Independent investigation launched after COVID-19 outbreak kills 3 in Quebec City seniors' home

The minister responsible for seniors, Maguerite Blais, says she wants to know how an COVID-19 outbreak at a private seniors' home in Quebec City was handled following the deaths of three residents.

Three residents have died, 21 others infected at Auberge aux 3 Pignons in Beauport

The province is ordering an independent investigation into a COVID-19 outbreak at the private long-term care facility Auberge aux Trois Pignons, in Quebec City's Beauport neighbourhood, where three people have died. (Jean-Michel Cloutier/Radio-Canada)

The Quebec government hopes an independent investigation into a COVID-19 outbreak at a Quebec City long-term care home — where three people have died since July 11 — will provide some answers as to how the situation was handled by the home's owners.

Twenty-one residents at Auberge aux Trois Pignons have tested positive for the virus, in addition to seven staff members at the private facility in the Beauport neighbourhood.

The minister responsible for seniors, Marguerite Blais, said the investigators, who arrived on site Tuesday afternoon, will also look at the response by the local health authority, the CIUSSS de la Capitale-Nationale.

"We want to have the facts, the time, the day — we don't want to have another situation like Herron," said Blais, referring to the April outbreak at the CHSLD Herron in Dorval, which killed 43 residents.

The CIUSSS de la Capitale-Nationale dispatched doctors and nurses to the residence after the first cases were declared on July 11.

One of those doctors said when she arrived, many regular staff members had quit and some residents weren't getting their medication or receiving basic care, like treatment for bed sores.

Dr. Karyne Cordeau is also critical of the amount of time it took before more employees were sent to make up for the staffing shortage.

"When we're on the ground, we have to scream to be heard," Cordeau said.

Blais said the investigators will also look into how long it took for those cries for help to be answered.

Situation 'under control'

On Tuesday, the CIUSSS said it was officially taking over management of the residence. It considers the situation to be under control, with 50 public health professionals on site to care for residents.

There have been no new cases of COVID-19 reported at the home in the last five days, but the "deterioration of living conditions" in the home has convinced public health to keep their staff in place.

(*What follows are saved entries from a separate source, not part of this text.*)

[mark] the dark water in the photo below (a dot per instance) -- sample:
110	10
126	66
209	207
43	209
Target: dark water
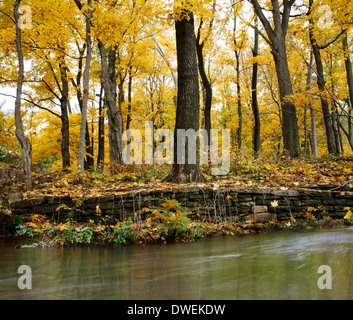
280	265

Spokesperson Nancy Drouin said a dedicated phone line will also allow families to get answers and speak directly with personnel to inquire about their loved ones. 

Drouin said the CIUSSS acted swiftly when the outbreak first occurred.

"We have a team dedicated to COVID that is well structured, well organized," Drouin said. "When we face additional challenges, we have to adjust."

Families concerned

Before Blais' announcement, the son of one resident living at the residence had also expressed concern for the well-being of people who are living at the home, which has 93 units.

CBC has agreed not to reveal the man's identity, because he does not want his father to suffer any consequences.

He said the care provided by the home deteriorated after July 11. He said his father missed several meals and wasn't always given his medication. 

"I find it appalling. We entrust these people with our parents," he said. "I think this is inhumane and just sad."

The Minister responsible for seniors, Marguerite Blais, said the investigation will look into how the home's owner, but also public health, reacted to the outbreak. (Radio-Canada)

The owner of the home, Guy Lemay, responded by e-mail, saying his team has always been dedicated to offering the best care possible to residents.

Lemay wrote that his team co-operated with public health and has been following recommendations coming from the CIUSSS, but also from personnel and families.

"We will never spare any efforts to provide the best care possible," he wrote.